IP-adaptor : SG 최종 code

train

tutorial_train_sg.py

  import datetime
  import os
  import random
  import argparse
  from pathlib import Path
  import json
  import itertools
  import time
  import random
  import h5py
  import numpy as np
  import PIL
  from PIL import Image
  import tempfile
    
  import torch
  import torch.nn.functional as F
  from PIL import Image
  from transformers import CLIPImageProcessor
  from torchvision import transforms
  from accelerate import Accelerator
  from accelerate.logging import get_logger
  from accelerate.utils import ProjectConfiguration
  from diffusers import AutoencoderKL, DDPMScheduler, UNet2DConditionModel
  from transformers import CLIPTextModel, CLIPTokenizer, CLIPVisionModelWithProjection
  from cgip.cgip import CGIPModel
  from torch.utils.tensorboard import SummaryWriter
  from torchvision import transforms
    
  # Dataset
  class MyDataset(torch.utils.data.Dataset):
      def __init__(self,vocab, h5_path, image_dir, image_size=256, max_objects=10, max_samples=None,
                   include_relationships=True, use_orphaned_objects=True, size=512, t_drop_rate=0.05, i_drop_rate=0.05, 
                   ti_drop_rate=0.05):
          super().__init__()
            
          self.size = size
          self.i_drop_rate = i_drop_rate
          self.t_drop_rate = t_drop_rate
          self.ti_drop_rate = ti_drop_rate
            
          with open(vocab, 'r') as f:
              vocab = json.load(f)
          self.image_dir = image_dir
          self.image_size = (image_size, image_size)
          self.vocab = vocab
          self.num_objects = len(vocab['object_idx_to_name'])
          self.use_orphaned_objects = use_orphaned_objects
          self.max_objects = max_objects
          self.max_samples = max_samples
          self.include_relationships = include_relationships
    
          self.transform = transforms.Compose([
              transforms.Resize(self.size, interpolation=transforms.InterpolationMode.BILINEAR),
              transforms.CenterCrop(self.size),
              transforms.ToTensor(),
              transforms.Normalize([0.5], [0.5]),
          ])
            
          self.data = {}
          with h5py.File(h5_path, 'r') as f:
              for k, v in f.items():
                  if k == 'image_paths':
                      self.image_paths = list(v)
                  else:
                      self.data[k] = torch.IntTensor(np.asarray(v))
                        
      def __getitem__(self, idx):
          item = self.set_sg(idx)
          image_id = self.image_paths[idx].decode('utf-8')
            
          # read image
          image = item[0]
          sg = item
            
          return {
              "image": image,
              "text_input_ids": image_id,
              "clip_image": sg,
              "idx" : str(self.image_paths[idx], encoding="utf-8")
          }
    
      def __len__(self):
          num = self.data['object_names'].size(0)
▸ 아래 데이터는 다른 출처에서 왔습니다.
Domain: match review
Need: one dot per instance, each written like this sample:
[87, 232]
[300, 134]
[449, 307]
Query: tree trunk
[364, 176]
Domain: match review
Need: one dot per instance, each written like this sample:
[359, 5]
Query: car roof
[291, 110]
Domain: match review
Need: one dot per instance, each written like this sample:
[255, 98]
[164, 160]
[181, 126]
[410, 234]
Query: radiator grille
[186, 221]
          if self.max_samples is not None:
              return min(self.max_samples, num)
          return num
    
      def set_sg(self, index):
          img_path = os.path.join(self.image_dir, str(self.image_paths[index], encoding="utf-8"))
            
          with open(img_path, 'rb') as f:
              with PIL.Image.open(f) as image:
                  WW, HH = image.size
                  image = self.transform(image.convert('RGB'))
    
          image = image * 2 - 1
    
          obj_idxs_with_rels = set()
          obj_idxs_without_rels = set(range(self.data['objects_per_image'][index].item()))
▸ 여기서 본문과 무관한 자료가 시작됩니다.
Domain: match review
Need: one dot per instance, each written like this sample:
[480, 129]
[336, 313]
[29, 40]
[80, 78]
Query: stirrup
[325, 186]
          for r_idx in range(self.data['relationships_per_image'][index]):
              s = self.data['relationship_subjects'][index, r_idx].item()
              o = self.data['relationship_objects'][index, r_idx].item()
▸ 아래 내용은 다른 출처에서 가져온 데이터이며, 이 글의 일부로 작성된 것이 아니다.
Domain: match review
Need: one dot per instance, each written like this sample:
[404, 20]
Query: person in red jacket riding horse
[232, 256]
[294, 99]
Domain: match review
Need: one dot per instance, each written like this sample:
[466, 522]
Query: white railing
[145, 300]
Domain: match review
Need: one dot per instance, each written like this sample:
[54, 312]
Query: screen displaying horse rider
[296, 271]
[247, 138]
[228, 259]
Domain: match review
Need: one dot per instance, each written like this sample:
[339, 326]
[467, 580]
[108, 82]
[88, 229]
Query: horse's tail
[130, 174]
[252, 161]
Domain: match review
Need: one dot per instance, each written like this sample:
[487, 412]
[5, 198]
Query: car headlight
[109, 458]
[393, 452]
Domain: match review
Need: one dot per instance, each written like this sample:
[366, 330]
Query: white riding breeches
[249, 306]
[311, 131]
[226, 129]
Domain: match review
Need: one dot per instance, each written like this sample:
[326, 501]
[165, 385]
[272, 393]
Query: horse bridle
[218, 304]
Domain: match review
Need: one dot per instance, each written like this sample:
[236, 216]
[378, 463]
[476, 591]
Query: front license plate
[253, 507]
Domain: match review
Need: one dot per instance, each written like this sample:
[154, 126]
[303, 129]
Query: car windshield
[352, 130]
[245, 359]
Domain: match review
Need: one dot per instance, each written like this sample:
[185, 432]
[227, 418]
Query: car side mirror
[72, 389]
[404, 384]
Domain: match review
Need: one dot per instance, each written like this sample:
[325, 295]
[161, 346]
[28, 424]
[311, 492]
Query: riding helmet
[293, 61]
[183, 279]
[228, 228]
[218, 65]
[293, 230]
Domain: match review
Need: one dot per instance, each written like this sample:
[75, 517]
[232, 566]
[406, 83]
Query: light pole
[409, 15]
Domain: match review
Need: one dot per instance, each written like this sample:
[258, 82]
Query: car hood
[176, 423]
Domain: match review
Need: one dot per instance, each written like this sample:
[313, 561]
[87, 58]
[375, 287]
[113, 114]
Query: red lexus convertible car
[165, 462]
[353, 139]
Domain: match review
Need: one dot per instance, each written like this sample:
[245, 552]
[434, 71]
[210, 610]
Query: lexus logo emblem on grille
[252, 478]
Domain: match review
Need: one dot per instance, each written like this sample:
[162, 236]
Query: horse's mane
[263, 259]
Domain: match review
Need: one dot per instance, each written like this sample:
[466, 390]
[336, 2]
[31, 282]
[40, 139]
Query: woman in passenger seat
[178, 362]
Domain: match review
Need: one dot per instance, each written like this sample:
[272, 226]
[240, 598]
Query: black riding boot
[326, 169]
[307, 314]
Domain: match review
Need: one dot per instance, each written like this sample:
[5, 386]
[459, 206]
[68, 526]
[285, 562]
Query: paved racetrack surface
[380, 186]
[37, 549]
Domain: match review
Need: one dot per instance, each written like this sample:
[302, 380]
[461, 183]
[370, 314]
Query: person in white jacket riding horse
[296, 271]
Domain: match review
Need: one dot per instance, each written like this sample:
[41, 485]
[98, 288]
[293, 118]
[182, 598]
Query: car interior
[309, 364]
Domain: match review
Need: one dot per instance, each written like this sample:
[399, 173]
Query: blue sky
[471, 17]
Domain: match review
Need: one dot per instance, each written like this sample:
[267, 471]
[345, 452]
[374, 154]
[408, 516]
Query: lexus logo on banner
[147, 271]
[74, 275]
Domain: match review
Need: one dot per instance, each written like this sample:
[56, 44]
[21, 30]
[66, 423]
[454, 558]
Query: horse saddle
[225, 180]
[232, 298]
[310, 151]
              obj_idxs_with_rels.add(s)
              obj_idxs_with_rels.add(o)
              obj_idxs_without_rels.discard(s)
              obj_idxs_without_rels.discard(o)
    
          obj_idxs = list(obj_idxs_with_rels)
          obj_idxs_without_rels = list(obj_idxs_without_rels)
          if len(obj_idxs) > self.max_objects - 1:
              obj_idxs = random.sample(obj_idxs, self.max_objects)
          if len(obj_idxs) < self.max_objects - 1 and self.use_orphaned_objects:
              num_to_add = self.max_objects - 1 - len(obj_idxs)
              num_to_add = min(num_to_add, len(obj_idxs_without_rels))
              obj_idxs += random.sample(obj_idxs_without_rels, num_to_add)
          O = len(obj_idxs) + 1
    
          objs = torch.LongTensor(O).fill_(-1)
    
          boxes = torch.FloatTensor([[0, 0, 1, 1]]).repeat(O, 1)
          obj_idx_mapping = {}
          for i, obj_idx in enumerate(obj_idxs):
              objs[i] = self.data['object_names'][index, obj_idx].item()
              x, y, w, h = self.data['object_boxes'][index, obj_idx].tolist()
              x0 = float(x) / WW
              y0 = float(y) / HH
              x1 = float(x + w) / WW
              y1 = float(y + h) / HH
              boxes[i] = torch.FloatTensor([x0, y0, x1, y1])
              obj_idx_mapping[obj_idx] = i
    
          objs[O - 1] = self.vocab['object_name_to_idx']['__image__']
    
          triples = []
          for r_idx in range(self.data['relationships_per_image'][index].item()):
              if not self.include_relationships:
                  break
              s = self.data['relationship_subjects'][index, r_idx].item()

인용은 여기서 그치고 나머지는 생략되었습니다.